Because of the refusal of the Denver and Rio Grande Western Railroad to join Amtrak in 1971 and its decision to maintain its Rio Grande Zephyr between Denver and Ogden, Utah, the San Francisco Zephyr used the Union Pacific's Overland Route between Denver and Ogden. The San Francisco Zephyr and the Rio Grande Zephyr were scheduled as to facilitate a connection between them in Ogden (but not Denver).

The San Francisco Zephyr traveled over rails owned and operated by three railroads: the Burlington Northern between Chicago and Denver, the Union Pacific between Denver and Ogden, and the Southern Pacific between Ogden and Oakland.

In July 1980, the San Francisco Zephyr was outfitted with Amtrak's new bi-level Superliner passenger cars – one of the last western trains to receive them – and began exchanging through cars at Ogden with the Seattle–Chicago Pioneer and the Los Angeles–Chicago Desert Wind. Between Ogden and Chicago, the Zephyr, Desert Wind, and Pioneer operated as a combined train.

In 1983, the D&RGW chose to join Amtrak, citing increasing losses in passenger operations.
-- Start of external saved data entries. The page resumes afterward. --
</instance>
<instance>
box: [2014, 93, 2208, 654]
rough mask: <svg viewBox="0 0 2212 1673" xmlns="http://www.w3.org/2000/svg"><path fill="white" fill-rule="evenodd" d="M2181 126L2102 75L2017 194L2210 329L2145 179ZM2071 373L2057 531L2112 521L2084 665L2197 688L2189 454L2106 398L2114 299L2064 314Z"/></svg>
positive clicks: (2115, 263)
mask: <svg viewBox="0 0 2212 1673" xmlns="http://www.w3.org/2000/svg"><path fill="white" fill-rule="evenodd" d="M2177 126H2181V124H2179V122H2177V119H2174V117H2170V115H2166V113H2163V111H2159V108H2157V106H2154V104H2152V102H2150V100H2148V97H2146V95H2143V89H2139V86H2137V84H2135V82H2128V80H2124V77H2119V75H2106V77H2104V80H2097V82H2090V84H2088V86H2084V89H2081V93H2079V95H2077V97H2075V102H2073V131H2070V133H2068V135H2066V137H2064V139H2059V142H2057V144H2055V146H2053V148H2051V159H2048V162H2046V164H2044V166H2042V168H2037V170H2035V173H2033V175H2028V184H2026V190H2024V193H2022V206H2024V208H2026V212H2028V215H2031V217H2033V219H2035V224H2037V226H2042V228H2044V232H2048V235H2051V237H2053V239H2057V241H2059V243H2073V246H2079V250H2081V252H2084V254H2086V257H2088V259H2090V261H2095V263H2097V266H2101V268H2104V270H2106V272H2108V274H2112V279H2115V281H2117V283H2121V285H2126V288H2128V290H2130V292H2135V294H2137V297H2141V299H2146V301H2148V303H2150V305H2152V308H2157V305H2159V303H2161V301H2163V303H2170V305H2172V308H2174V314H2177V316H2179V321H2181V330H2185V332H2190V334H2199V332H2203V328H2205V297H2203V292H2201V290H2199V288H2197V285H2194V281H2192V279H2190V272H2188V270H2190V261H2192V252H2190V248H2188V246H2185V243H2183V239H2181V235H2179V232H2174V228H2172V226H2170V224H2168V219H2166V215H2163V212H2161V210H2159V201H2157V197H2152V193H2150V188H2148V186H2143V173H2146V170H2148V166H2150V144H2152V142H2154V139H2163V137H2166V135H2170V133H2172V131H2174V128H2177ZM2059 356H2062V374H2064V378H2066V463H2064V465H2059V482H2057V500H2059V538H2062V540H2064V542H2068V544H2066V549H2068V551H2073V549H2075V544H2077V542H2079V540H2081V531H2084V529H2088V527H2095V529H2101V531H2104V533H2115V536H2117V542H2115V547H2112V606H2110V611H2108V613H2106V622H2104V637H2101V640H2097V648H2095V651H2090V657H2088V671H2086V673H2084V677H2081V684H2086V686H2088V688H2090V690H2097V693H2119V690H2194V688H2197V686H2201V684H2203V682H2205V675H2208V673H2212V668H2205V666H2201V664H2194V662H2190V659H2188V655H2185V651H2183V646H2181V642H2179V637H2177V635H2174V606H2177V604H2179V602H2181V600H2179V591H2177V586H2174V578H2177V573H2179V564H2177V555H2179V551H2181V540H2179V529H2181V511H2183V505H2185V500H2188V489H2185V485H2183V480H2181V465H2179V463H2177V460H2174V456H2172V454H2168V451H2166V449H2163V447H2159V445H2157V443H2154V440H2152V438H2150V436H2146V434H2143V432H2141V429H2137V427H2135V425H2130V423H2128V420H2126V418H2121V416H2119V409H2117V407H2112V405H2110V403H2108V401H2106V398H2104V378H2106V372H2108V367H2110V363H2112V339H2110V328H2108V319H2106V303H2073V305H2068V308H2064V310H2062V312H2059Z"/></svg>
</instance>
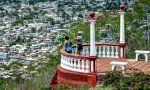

Amtrak re-routed the San Francisco Zephyr over the D&RGW's line between Denver and Salt Lake City, which was its original preference in 1971. The change was scheduled for April 25, but a mudslide at Thistle, Utah, closed the D&RGW's main line and delayed the change until July 16. With the change of route, Amtrak renamed the train California Zephyr.

== In media ==
In an episode of the British program Great Railway Journeys, broadcast in 1980, the presenter Ludovic Kennedy travels from New York to Los Angeles by rail, riding on the San Francisco Zephyr between Chicago and Oakland.